I think the classic hunting tradition in Wisconsin is being hijacked by some sort of redneck, whack job- type lobby coalition.  I love to hunt, my son loves to hunt, and my dad, grandfathers, uncles, etc. loved to hunt.  I used to trap and likely would again if I found a couple dozen of my lumber sized aspen lying on the ground with just the tops gone as I did a few years back.  I don't even mind 'new' species being opened up to hunting, especially large bearded birds that gobble.  But lets have the wildlife professionals recommend and set the seasons and rules.  And for God's sake, lets not turn this into another bleeding heart liberal nut case vs.
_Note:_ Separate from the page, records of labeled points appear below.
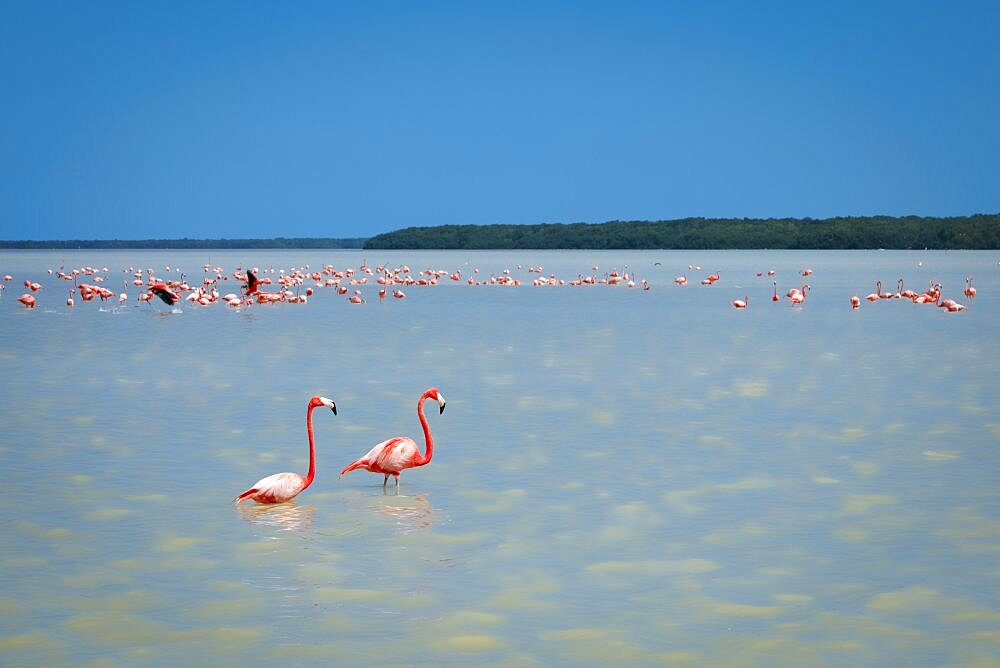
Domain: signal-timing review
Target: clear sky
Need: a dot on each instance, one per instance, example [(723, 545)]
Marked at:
[(205, 119)]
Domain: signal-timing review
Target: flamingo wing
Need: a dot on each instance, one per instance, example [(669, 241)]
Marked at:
[(276, 488), (395, 454)]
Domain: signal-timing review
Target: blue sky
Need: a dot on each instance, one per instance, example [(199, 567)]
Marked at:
[(132, 120)]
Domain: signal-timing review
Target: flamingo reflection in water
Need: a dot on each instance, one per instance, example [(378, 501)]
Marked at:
[(283, 516), (412, 513)]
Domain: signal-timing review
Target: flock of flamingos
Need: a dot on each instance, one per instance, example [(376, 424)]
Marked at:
[(295, 286), (392, 456)]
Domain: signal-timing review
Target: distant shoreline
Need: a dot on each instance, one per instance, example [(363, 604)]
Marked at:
[(976, 232)]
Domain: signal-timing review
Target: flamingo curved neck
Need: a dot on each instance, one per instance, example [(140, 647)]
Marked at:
[(312, 447), (428, 439)]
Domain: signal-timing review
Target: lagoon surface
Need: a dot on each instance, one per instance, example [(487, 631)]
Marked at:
[(621, 476)]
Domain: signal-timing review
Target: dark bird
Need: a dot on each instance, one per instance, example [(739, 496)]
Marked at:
[(165, 293)]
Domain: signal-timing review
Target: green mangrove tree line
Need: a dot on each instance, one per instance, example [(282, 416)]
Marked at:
[(981, 231)]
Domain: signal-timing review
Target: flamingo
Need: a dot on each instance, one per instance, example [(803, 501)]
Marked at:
[(282, 487), (391, 456), (969, 291), (251, 287), (168, 296), (875, 296)]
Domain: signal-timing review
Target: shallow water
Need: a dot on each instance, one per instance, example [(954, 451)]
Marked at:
[(621, 476)]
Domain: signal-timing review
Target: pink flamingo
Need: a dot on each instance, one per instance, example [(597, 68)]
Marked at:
[(282, 487), (969, 291), (391, 456), (875, 296)]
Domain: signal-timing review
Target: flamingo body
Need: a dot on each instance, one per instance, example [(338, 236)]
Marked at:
[(393, 455), (281, 487), (276, 488)]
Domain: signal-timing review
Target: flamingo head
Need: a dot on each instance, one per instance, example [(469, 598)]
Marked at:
[(323, 401), (432, 393)]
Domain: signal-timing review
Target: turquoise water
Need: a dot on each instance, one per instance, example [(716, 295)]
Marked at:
[(620, 476)]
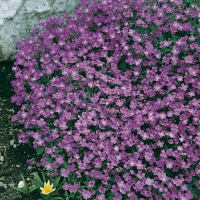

Teabagger maniac political issue.  I am very near having my head explode with that crap and may need to go to the titanium stocking cap to prevent it. I hope I can make it through the next week.  We might want to look west to Minnesota, a state which retained it's wolf population when the rest of the lower 48 exterminated theirs, and see how their limited gun hunt goes.  Unless the agenda is to eliminate all the wolves once again, a goal that many of the gutless comment posters, afraid to use their real names on various pro wolf hunt websites, advocate.   Take the political bullshit out, let the pros do their job, and give us concerned grouse and deer hunters some hope that our tradition, the tradition of crisp fall afternoons in the grouse woods, rainy mornings in the duck blind, and cozy snowy days at the deer camp, will survive and flourish into the future.


Nan said...

I know it's wrong to generalize, but I get the distinct impression most of the people who advocate hunting wolves have zero knowledge of ecology, biology, or predator-prey relationships.

DaveO said...

Generalizations usually have some factual basis. I believe this one has the factual root system of a 150 year old oak tree.